You had a freshman starting quarterback this year in Philip Nelson, yet you signed another quarterback in Chris Streveler. Do you see him competing right away, or are you looking at him for down the road?

JK: He's a very athletic kid. I've been on the road the last three weeks and he's been here already, working out. I know our strength coaches marvel at how far along he is and how fast and athletically gifted he is. So I think we have a great situation at quarterback, and also with Donovahn coming in. When we had Chris in camp, he also played receiver. So athleticism is more important than anything, and he'll work hard to get on the field anywhere.

Berkley Edwards has great bloodlines, as the younger brother of Braylon Edwards. What do you like about him?

JK: Where we're at right now, we've got two big backs who I thought had a tremendous bowl game and a true freshman who I think is going to be an excellent player in the Big Ten. But we don't have that quick-burst back that can get it over with, and Berkley brings something to the table we just don't have, which is get-it-over speed. He's been timed electronically at 10.6, 10.7 in the 100 meters, so he can really, really run. My phone's blowing up about him. A lot of people are excited. He's a great kid with a great work ethic, and he's got great bloodlines and football's important in that family.

You mentioned Donovahn Jones' versatility. Do you have an idea about where he might play?

JK: We're going to give him an opportunity at quarterback. I think that's what he would like to do, but he also wants to get on the field, so he's said, "Hey, I'll play receiver, too." I know he wants to stay on the offensive side of the ball. He was recruited by Arkansas and several others to play defense, but he wants to play offense. He's a talented kid. I think he's a youngster you get into camp and let him show what he can do.

You mentioned the linebackers. Do you envision getting some immediate help there?

JK: Absolutely. Damien is here already and he's impressed our strength coaches with how big and how athletic he is. And with De'Vondre, he's a 6-5, 225-pound guy who can run. What I'm really impressed with is our freshman, Chris Wipson and Rayfield Dixon, who's got a 38-inch vertical, and De'Niro Laster, who is one of those 6-4, 230-pound guys who can run. A year ago, we had to go out and get seven secondary players, and those kids played well for us this year. That's what we had to do at linebacker, and I think we've done the same thing. Athletically, certainly, we've helped ourselves there.

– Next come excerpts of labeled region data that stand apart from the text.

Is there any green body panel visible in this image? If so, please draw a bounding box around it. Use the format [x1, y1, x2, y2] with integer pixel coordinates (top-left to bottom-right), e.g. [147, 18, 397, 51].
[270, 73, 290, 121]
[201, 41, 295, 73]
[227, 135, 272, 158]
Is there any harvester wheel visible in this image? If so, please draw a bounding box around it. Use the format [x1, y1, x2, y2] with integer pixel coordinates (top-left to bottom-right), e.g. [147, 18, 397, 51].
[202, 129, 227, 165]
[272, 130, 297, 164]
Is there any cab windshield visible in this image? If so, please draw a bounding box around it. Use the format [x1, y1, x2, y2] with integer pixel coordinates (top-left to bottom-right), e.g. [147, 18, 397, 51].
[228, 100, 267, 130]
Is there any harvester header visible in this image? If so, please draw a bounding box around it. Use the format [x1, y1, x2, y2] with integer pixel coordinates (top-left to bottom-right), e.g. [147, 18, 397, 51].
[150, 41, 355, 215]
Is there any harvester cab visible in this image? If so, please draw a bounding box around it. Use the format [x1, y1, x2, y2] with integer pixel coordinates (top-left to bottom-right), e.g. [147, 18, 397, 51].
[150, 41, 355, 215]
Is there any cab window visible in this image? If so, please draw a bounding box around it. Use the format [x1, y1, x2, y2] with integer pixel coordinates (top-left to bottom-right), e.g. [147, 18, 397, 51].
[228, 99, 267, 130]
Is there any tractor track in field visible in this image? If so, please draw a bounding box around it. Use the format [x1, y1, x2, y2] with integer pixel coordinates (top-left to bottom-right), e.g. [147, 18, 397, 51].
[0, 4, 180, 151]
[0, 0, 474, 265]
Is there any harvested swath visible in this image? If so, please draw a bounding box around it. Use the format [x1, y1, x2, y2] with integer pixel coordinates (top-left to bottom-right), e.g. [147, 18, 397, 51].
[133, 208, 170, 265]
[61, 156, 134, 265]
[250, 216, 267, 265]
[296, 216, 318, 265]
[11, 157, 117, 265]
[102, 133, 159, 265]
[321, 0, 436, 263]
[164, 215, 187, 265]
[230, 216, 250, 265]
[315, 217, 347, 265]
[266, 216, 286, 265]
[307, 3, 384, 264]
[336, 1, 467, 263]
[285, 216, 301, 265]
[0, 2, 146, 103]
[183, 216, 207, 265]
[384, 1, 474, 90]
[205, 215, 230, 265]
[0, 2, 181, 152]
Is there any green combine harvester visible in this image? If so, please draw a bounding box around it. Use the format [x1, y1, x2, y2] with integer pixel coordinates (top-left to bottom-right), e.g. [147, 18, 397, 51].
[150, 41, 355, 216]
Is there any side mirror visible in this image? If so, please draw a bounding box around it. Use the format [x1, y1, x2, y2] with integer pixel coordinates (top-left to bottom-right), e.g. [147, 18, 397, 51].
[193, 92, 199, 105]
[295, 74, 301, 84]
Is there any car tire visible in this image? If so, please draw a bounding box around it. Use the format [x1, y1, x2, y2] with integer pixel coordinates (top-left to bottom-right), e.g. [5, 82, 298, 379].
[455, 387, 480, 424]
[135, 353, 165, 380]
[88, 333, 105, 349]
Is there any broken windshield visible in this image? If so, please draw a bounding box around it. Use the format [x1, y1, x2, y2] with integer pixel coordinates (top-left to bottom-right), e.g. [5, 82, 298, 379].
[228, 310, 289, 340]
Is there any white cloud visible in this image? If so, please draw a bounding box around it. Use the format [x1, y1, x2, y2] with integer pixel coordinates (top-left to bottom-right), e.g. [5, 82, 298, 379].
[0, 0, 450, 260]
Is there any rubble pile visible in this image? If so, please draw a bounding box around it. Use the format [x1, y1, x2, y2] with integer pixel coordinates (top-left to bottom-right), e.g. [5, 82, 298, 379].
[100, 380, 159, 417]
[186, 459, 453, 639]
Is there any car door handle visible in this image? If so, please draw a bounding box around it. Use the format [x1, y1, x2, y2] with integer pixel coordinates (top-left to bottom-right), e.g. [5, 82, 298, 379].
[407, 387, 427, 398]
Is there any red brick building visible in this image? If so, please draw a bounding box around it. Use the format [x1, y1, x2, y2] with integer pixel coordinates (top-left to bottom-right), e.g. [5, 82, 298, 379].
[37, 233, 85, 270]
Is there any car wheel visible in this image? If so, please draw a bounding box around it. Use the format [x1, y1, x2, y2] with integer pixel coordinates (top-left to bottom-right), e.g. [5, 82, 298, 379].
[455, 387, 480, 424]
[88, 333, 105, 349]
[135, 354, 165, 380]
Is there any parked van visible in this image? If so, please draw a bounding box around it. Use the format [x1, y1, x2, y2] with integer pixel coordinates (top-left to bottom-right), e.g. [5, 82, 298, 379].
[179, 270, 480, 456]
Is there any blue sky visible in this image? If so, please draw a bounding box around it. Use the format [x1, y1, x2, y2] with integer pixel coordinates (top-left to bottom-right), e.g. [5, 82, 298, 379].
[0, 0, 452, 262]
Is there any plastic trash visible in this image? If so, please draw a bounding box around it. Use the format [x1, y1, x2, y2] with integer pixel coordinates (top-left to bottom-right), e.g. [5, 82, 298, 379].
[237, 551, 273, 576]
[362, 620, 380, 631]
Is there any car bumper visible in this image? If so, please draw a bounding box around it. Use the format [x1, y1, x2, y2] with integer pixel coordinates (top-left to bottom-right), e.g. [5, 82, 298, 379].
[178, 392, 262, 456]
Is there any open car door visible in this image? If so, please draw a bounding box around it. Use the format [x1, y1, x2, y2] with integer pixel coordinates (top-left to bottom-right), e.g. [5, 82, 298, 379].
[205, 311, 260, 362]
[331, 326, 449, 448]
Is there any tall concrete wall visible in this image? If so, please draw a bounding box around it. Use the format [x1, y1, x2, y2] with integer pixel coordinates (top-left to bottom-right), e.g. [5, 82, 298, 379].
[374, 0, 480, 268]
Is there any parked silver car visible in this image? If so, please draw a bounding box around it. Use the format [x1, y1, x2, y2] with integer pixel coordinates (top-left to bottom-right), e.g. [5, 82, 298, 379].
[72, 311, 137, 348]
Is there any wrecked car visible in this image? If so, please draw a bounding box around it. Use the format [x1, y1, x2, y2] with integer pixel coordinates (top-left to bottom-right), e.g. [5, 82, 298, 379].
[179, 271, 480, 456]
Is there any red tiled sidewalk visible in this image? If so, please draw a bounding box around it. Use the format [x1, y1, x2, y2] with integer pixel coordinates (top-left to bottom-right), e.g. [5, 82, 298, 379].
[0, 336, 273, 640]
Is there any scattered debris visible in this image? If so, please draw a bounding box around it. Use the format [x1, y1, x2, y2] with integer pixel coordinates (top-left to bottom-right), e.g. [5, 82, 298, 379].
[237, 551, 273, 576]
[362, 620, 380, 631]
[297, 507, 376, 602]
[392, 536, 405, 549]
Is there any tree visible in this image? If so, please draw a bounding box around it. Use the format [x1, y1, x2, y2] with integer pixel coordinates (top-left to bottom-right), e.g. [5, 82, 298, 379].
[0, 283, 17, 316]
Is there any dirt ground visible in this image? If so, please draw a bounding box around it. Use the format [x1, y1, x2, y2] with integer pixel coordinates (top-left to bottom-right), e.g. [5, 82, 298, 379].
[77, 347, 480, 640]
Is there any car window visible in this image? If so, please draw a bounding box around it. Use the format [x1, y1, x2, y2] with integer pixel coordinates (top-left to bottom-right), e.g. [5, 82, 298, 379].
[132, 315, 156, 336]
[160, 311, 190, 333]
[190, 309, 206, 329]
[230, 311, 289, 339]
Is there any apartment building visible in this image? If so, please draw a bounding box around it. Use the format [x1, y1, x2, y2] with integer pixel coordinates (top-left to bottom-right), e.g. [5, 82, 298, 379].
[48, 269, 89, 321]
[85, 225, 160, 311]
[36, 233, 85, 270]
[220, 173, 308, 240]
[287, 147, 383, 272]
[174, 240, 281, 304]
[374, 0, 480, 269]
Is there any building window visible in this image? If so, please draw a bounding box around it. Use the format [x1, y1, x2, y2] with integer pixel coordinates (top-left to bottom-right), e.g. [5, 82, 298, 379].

This is your third recruiting class. How close are you to building the kind of depth and roster you need?

JK: Really, it's our second recruiting class, because when we got the job, we honored the commitments of the previous staff and were pretty much committed up. So, really, as far as researching and recruiting, this is our second class. I think we are gathering some depth, more so than we had two years ago. But I think we're probably a year away. You need three true recruiting classes, really, to turn the corner. We did that at Northern Illinois. The third recruiting class seemed to really turn it. I do think we're going to be better. We improved this year, and I expect us to improve this upcoming year.

How much did making the bowl game help your recruiting efforts?

JK: We were fortunate that night that we were the [only] bowl game. Our kids played hard and it was fun to watch. We didn't win it, which was disappointing, but I know when we walked off the field we felt like we finally played a physical, hard football game we were used to playing as a staff where we were before. I think it kind of set the tone in the offseason. Our kids came back, went to work and are doing some things on their own. They haven't done that since we've been there. That's what happened at Northern when we turned the corner. When you can point to a bowl game and people see you on TV, it helped us on some of these kids. We wouldn't have been able to get in the same ballpark a year ago with the people we were recruiting against.